Przypomnijmy, że kilka tygodni temu list prof. Ryszarda Koziołka wywołał prawdziwą burzę. Rektor Uniwersytetu Śląskiego napisał, że w nowym roku akademickim w domach studenta będą mogły się zameldować wyłącznie osoby w pełni zaszczepione. Jednocześnie apelował o przyjęcie preparatu. Teraz jednak sytuacja uległa zmianie. Uczelnia wycofuje się z tej decyzji. - Mieliśmy taki plan - i nadal go podtrzymujemy, jako plan - żeby uzależnić meldowanie w akademikach od bycia zaszczepionym. Nie mamy jednak wsparcia rządowego, to znaczy nie ma stosownego prawa, które uczyniłoby to w pełni legalnym. Jesteśmy w kropce – akademiki gromadzą dużą liczbę młodych ludzi w jednym miejscu, w małym dystansie, przez długi czas - są z całą pewnością miejscem przyśpieszonej transmisji wirusa - uważa Koziołek.
I dodaje: Rektor, który jest odpowiedzialny za bezpieczeństwo studentów, pracowników i ich rodzin ma poważny dylemat, ponieważ kierując studentów do domów akademickich bez stosownego zabezpieczenia - a lepszego nie mamy póki co jak szczepionka - nie jest w stanie spełnić swoich ustawowych obowiązków, czyli zapewnienia bezpieczeństwa studiowania.
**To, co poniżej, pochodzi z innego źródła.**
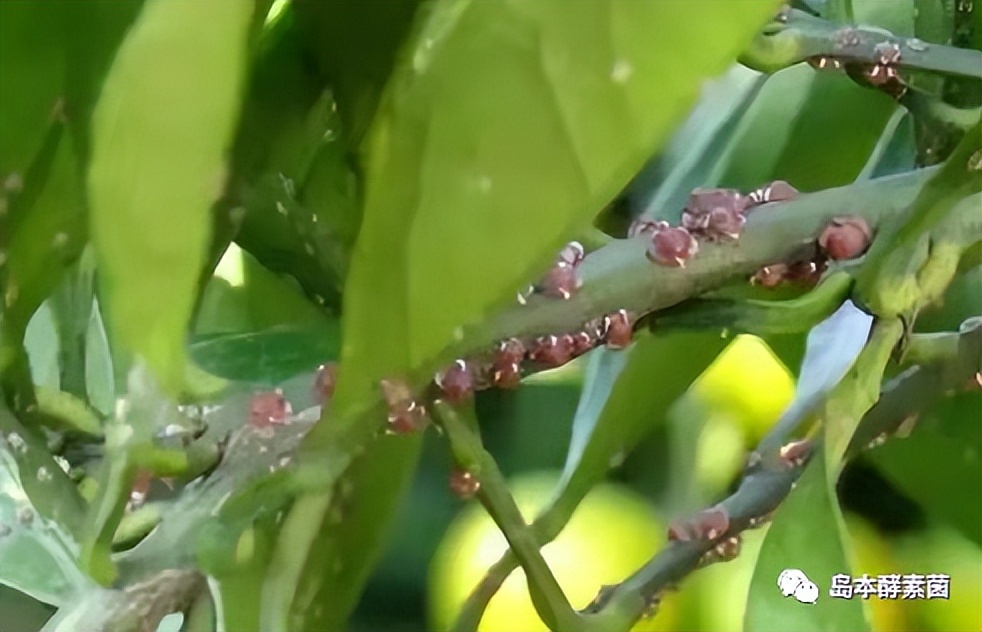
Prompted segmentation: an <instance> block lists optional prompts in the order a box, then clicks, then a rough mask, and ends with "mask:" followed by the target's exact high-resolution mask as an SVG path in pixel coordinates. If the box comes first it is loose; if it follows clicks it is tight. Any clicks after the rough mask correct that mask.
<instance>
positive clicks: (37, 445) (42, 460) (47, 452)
mask: <svg viewBox="0 0 982 632" xmlns="http://www.w3.org/2000/svg"><path fill="white" fill-rule="evenodd" d="M0 431H2V436H0V450H2V452H3V454H4V457H3V458H4V459H5V461H4V467H5V468H7V470H8V471H10V472H13V473H14V474H15V475H16V476H17V477H18V478H17V479H16V480H18V481H19V484H20V486H21V487H22V488H23V490H24V492H25V493H26V494H27V498H29V499H30V502H31V504H32V505H33V508H34V510H35V511H36V512H38V513H39V514H40V515H41V516H43V517H44V518H46V519H47V520H49V521H52V522H54V523H55V524H57V525H59V526H60V528H61V529H62V530H63V531H64V532H66V533H69V534H71V535H72V536H73V537H77V536H78V534H79V531H80V528H81V524H82V517H83V512H84V511H85V505H84V503H83V501H82V497H81V496H80V495H79V493H78V490H77V489H76V488H75V485H74V484H73V483H72V481H70V480H69V478H68V476H67V475H66V474H65V472H64V470H63V469H62V468H61V466H60V465H59V464H58V463H56V462H55V460H54V459H53V458H52V456H51V455H50V454H49V453H48V450H47V446H46V445H45V442H44V441H43V440H42V439H41V438H40V437H39V436H38V435H36V434H34V433H33V432H31V431H29V430H28V429H26V428H24V426H23V425H22V424H21V423H20V422H19V421H18V420H17V419H16V418H15V417H14V416H13V415H12V414H11V413H10V411H9V410H8V409H7V408H6V407H5V406H2V405H0ZM10 459H13V464H16V470H14V469H12V468H13V467H14V465H12V464H11V461H10ZM18 500H23V498H22V497H19V498H18Z"/></svg>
Rektor UŚ nie bawi się w żadne drogi środka - uważa, że należy "wymusić" przyjęcie szczepionki. Jako przykład podaje inne kraje. - Ciągle liczę na to, że przed rozpoczęciem roku akademickiego rząd zdecyduje się na to, co widzimy we Francji, w Niemczech czy na Słowacji, czyli wymuszenia - trudno, tak to trzeba nazwać - obowiązku szczepień w miejscach szczególnie narażonych na rozwój epidemii - powiedział Koziołek. Na koniec zaznaczył, że w przypadku pojawienia się stosownych przepisów, drzwi do akademików dla osób niezaszczepionych zostaną zamknięte.